Tecovirimat, manufactured by SIGA Technologies, is approved by the US Food and Drug Administration (FDA) for the treatment of smallpox. The drug prevents the virus from spreading in the body by preventing virus particles from exiting human cells by targetting a protein found on both the variola virus, which causes smallpox, and the monkeypox virus, NIH said in a statement.

“Monkeypox can be an extremely painful infection that lasts for week. We currently lack efficacy data that would help us understand how well this drug may mitigate painful monkeypox symptoms and prevent serious outcomes. This clinical trial was designed to answer those important questions,” said Anthony S Fauci, MD, Director, National Institute of Allergy and Infectious Diseases (NIAID), in the statement.

The statement informed that the clinical trial is led by Timothy Wilkin, MD, Professor, Medicine, Weill Cornell Medicine, New York City. Adults and children of any age with monkeypox are eligible to enroll in the trial. Adults with severe monkeypox virus infection or those at high risk for severe disease including individuals with underlying immune deficiency, a history of or active inflammatory skin conditions, pregnant people and children, all will be enrolled in an open-label arm in which all participants receive tecovirimat. Other adult participants—530 total—will be randomly assigned in a 2:1 ratio to receive tecovirimat or placebo pills. Tecovirimat capsules are taken by mouth for 14 days, and the dose is based on the participant’s weight. This part of the trial is double-blind.

Investigators will gather data to determine if participants receiving tecovirimat heal more quickly (all lesions scabbed over or flaked off) compared with those taking placebo. They also will examine tecovirimat’s impact on pain scores, rates of progression to severe disease, clearance of monkeypox virus from various samples, and its safety, among other data. This study will also provide critical data on the optimal dosing and safety of tecovirimat in children and people who are pregnant, the statement added.

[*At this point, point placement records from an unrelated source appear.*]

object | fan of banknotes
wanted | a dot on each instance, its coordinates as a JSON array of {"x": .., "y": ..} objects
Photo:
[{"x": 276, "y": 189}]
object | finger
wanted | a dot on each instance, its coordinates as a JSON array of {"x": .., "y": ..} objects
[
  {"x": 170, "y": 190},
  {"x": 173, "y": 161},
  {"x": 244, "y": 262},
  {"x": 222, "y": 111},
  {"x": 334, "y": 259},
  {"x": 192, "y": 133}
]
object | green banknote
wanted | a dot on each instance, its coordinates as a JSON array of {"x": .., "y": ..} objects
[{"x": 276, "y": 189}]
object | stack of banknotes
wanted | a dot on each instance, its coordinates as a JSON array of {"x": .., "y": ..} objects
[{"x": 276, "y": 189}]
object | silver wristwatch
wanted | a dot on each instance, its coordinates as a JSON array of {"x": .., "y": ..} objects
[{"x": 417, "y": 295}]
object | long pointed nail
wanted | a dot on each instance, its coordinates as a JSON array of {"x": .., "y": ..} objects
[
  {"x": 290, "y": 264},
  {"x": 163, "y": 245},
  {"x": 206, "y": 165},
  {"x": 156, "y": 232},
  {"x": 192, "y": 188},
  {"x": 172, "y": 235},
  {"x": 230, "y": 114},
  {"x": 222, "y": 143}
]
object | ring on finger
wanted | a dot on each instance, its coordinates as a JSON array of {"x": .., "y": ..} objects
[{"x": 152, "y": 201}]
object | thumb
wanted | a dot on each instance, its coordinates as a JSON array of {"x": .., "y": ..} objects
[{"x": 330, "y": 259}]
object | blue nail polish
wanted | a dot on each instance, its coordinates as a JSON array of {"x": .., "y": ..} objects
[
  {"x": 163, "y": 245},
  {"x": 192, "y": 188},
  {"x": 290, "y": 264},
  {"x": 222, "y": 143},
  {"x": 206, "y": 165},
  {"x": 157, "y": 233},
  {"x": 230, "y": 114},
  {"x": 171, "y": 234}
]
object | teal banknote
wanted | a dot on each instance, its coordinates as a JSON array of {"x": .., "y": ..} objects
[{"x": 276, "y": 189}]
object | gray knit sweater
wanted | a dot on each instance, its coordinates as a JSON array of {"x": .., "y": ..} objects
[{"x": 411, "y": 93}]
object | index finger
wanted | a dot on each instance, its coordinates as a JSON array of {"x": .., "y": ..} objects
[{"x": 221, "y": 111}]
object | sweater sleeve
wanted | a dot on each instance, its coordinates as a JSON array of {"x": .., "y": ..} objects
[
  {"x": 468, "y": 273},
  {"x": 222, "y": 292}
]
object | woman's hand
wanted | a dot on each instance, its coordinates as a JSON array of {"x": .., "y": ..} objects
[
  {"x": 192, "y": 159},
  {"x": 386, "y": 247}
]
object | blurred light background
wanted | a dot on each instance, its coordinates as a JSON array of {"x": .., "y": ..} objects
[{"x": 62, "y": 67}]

Participants will be followed for at least eight weeks and will be asked to fill out a symptom diary, do daily skin checks at home and attend virtual and in-person clinic appointments. They will also undergo physical exams, and will be asked to provide blood and other bodily fluid samples, including swabbing fluid from their lesions, it further said.

Data on the safety and efficacy of tecovirimat will be submitted to the FDA. An independent Data and Safety Monitoring Board (DSMB) will monitor participant safety throughout the duration of the study. The trial timeline will depend on the pace of enrollment, concluded the statement.